Duygusal Borçlar: Verilmeyen Tepkilerin İlişkisel Bedeli

Duygusal borçlar çoğunlukla uyum sağlama ihtiyacından doğar. Birey, ilişkiyi sürdürmek, çatışmadan kaçınmak ya da terk edilmemek için kendi tepkilerini bastırır. Bu bastırma çoğu zaman bilinçli bir karar değildir; daha çok öğrenilmiş bir ilişki stratejisidir. Kısa vadede bu strateji ilişkiyi koruyor gibi görünse de uzun vadede içsel bir gerilim yaratır.
Bastırılan her duygu, zihinde kapatılmamış bir hesap gibi kalır. Özellikle öfke, kırgınlık ve hayal kırıklığı en sık biriken duygular arasındadır. Birey bu duygularla temas etmediği sürece, borç artmaya devam eder. Zamanla küçük bir tetikleyici, geçmişte biriken birçok duyguyu aynı anda harekete geçirebilir.
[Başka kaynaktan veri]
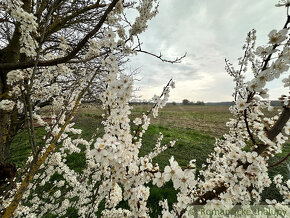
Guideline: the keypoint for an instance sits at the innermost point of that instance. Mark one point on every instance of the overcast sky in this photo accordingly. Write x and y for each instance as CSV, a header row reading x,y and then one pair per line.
x,y
209,31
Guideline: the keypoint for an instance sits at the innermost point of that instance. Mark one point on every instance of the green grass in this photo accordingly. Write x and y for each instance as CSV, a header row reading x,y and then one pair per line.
x,y
194,142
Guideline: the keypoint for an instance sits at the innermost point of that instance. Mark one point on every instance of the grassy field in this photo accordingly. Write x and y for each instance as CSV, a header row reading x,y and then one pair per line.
x,y
195,128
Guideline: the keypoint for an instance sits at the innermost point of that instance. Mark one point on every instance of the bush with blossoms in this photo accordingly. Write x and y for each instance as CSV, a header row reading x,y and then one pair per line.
x,y
236,173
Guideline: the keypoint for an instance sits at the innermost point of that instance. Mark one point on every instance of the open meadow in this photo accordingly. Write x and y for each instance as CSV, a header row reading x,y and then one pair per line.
x,y
194,127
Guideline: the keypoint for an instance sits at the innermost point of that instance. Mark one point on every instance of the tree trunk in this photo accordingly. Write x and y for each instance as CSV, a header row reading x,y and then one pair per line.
x,y
9,120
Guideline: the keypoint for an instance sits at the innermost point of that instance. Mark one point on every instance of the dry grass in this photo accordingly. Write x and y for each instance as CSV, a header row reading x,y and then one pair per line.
x,y
207,119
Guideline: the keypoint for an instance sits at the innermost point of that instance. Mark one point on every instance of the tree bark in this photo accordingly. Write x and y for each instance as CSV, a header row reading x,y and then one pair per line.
x,y
9,122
Bu durum ilişkilerde orantısız tepkilere yol açar. Birey karşısındaki kişiye yalnızca o ana değil, geçmişte veremediği tüm tepkilerle birlikte yanıt verir. Bu da ani kopuşlar, yoğun suçluluk ya da “kendim bile neden bu kadar doluyum bilmiyorum” hissiyle sonuçlanabilir.
Psikodinamik açıdan bakıldığında, duygusal borçlar bastırma ve erteleme savunmalarıyla ilişkilidir. Bastırılan duygu bilinçdışında etkinliğini sürdürür ve ilişki dinamiklerini sessizce yönetir. Terapötik süreçte bu borçlarla çalışmak, geçmişi telafi etmeyi değil; duygunun bugünkü etkisini fark etmeyi amaçlar.
Sonuç olarak duygusal borçlar, ilişkilerin görünmeyen muhasebesidir. Bu borçlar fark edilmediğinde ilişkisel yorgunluk ve tükenmişlik kaçınılmaz hâle gelir.